Filtration is required in many industries, including chemical separation, biological sample purification, seawater purification, etc. Because graphene has good barrier properties, adjustable nanopores, and controllable interlayer spacing, its application in the field of filters is very prominent.

However, compared with other materials, graphene still has some shortcomings. For example, the pore size of graphene and zeolite is similar, and zeolite has been used in pervaporation desalination, and the latest research has proved that zeolite can also be used for seawater desalination by reverse osmosis. In addition, the porosity of zeolite is more controllable than that of graphene.

DNA sequencing

The principle of graphene DNA sequencing is to combine graphene-based electronic sensors with nanopores, allowing a single DNA molecule to pass through the graphene electronic sensor like a string of beads through a fine wire mesh, enabling real-time, high-throughput Single Molecule Sequencing.

Compared to other methods, graphene nanopores have the disadvantage of low throughput and inaccurate single-layer sequencing, while the advantage of using multi-layer graphene for DNA sequencing using graphene is that it can be read for a long time without the need for long Stranded DNA is broken down into small fragments. Therefore, this method has the advantages of low cost and high portability.

Transparent electrode

Transparent electrode transistors are the basis of electronics, and their research and development trend is toward smaller and more efficient transistors. Transistors using graphene as a switching material have received extensive attention in academia: transistors control the flow of electrons, and electrons have an upward or downward direction. The high mobility of graphene enables potential field effects, and graphene can maintain the spin capability of electrons at the micron level.

However, graphene is a metal with zero band gap. In the absence of a band gap, the off current of graphene is relatively high. The introduction of a band gap can solve this problem. Two methods can be used: doping and quantum size effect. accomplish. Since graphene is not an ideal active element for spintronics, it is necessary to actively study composite materials such as graphene and molybdenum disulfide to produce spintronic devices and control electron spin.

Energy storage

Energy storage can be widely used in fields including portable electronics, automobiles, and renewable energy storage. Due to the requirements of environmental protection, the development of renewable energy and new energy vehicles will promote the development of this industry.

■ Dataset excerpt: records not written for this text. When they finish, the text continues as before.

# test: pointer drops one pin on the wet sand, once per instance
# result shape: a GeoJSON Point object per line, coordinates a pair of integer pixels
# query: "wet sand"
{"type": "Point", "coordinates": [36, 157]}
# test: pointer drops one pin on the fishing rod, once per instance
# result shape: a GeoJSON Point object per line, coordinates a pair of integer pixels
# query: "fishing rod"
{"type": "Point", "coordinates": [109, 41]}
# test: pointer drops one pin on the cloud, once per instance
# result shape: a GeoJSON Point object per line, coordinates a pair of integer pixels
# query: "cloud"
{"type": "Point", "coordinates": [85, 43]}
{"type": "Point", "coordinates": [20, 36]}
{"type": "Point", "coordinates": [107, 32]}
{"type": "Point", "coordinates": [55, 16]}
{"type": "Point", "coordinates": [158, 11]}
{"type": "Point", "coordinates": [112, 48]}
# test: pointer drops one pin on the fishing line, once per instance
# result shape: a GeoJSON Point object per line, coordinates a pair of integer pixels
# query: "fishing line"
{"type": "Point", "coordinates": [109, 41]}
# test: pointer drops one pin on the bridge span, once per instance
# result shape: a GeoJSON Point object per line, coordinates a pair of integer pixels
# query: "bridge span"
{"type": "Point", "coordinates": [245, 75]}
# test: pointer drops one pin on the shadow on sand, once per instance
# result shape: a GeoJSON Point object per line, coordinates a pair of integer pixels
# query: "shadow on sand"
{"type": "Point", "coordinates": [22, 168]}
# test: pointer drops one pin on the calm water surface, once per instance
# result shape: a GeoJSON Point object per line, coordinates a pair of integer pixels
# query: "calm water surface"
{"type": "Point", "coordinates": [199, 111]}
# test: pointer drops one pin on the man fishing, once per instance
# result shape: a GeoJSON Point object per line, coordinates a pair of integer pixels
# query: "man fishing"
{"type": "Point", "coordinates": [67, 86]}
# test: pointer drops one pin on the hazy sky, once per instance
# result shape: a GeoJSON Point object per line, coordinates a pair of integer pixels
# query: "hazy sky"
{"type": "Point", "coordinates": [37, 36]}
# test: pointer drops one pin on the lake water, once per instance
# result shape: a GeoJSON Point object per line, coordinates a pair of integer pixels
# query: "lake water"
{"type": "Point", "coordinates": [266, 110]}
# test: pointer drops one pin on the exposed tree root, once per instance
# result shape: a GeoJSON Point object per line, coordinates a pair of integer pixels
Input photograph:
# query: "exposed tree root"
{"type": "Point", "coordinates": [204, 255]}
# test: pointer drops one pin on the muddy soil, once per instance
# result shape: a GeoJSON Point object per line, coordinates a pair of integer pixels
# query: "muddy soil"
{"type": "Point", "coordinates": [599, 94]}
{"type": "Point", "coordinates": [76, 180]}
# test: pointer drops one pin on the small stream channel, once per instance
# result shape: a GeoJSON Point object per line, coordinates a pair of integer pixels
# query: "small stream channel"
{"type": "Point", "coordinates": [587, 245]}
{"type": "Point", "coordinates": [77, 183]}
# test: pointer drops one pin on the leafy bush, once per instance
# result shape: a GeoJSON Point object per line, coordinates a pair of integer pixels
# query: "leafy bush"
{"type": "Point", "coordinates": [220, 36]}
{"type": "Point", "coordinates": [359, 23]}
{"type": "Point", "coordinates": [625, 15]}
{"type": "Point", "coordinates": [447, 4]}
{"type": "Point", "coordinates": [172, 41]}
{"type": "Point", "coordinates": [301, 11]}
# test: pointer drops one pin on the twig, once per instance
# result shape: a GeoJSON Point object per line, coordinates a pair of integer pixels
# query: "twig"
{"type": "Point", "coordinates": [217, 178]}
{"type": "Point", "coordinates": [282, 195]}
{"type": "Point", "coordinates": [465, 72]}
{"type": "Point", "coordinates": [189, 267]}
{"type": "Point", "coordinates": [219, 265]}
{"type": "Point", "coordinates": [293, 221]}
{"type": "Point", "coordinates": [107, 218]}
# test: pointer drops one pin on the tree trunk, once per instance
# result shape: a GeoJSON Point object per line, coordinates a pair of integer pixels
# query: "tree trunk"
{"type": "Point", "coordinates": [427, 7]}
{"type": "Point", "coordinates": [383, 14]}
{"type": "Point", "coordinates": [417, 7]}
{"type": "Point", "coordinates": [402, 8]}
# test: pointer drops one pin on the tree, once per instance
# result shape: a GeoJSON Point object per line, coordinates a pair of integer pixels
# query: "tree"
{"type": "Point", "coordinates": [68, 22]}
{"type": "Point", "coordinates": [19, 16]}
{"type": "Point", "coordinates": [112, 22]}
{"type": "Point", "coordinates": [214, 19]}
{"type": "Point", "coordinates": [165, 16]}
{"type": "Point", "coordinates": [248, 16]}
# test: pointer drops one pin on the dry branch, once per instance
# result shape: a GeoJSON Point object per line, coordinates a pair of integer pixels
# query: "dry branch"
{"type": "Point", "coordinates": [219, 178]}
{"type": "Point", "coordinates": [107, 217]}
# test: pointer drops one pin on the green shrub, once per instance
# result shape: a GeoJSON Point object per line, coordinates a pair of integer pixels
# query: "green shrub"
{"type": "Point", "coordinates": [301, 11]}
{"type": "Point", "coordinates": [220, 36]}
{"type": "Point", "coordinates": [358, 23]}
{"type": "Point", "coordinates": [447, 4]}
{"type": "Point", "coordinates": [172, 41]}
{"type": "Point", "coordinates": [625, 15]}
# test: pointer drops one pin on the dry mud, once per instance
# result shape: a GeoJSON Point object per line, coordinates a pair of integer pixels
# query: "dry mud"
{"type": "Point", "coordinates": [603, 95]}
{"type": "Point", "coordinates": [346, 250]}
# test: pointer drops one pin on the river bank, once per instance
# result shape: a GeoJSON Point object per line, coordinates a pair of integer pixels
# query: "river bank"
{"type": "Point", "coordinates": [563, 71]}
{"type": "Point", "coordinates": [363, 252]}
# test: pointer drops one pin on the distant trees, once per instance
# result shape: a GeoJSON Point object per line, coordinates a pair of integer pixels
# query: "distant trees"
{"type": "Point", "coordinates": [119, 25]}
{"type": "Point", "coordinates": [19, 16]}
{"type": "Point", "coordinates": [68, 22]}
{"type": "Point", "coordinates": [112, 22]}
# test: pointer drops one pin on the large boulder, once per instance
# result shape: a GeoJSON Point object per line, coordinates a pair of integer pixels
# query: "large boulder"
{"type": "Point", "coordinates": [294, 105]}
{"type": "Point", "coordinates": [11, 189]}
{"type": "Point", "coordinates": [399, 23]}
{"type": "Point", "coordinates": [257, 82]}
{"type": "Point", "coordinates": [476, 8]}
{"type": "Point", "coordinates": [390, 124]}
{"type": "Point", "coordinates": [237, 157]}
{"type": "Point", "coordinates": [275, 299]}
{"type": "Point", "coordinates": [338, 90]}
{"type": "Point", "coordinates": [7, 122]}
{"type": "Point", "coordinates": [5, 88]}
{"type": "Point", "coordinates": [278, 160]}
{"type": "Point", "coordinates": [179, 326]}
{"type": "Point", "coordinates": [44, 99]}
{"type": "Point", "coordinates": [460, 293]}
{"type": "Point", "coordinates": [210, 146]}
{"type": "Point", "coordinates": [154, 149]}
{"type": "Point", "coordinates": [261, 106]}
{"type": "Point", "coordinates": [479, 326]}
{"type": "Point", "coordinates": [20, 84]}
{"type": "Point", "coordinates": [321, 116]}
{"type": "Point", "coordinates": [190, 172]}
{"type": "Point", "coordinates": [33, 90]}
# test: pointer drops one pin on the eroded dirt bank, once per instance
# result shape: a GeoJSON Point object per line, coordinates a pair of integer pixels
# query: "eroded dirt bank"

For long-term discharge, fast discharge batteries and supercapacitors require materials with large surface areas to accumulate and store charges, and the electrodes of batteries also require high conductivity. People have begun to study the application of graphene in batteries and electrostatic double layer capacitors, while High-quality graphene, such as three-dimensional graphene, i.e. graphene foams and aerogels, is preferred for these applications because the high specific surface area allows for greater energy capacity; the micron-scale pores allow the electrolyte to quickly pass through the material.

Graphene, and graphene foam in particular, has significant advantages over existing standard batteries. With increasing interest in energy storage applications, graphene electrodes are expected to be widely used in batteries and supercapacitors.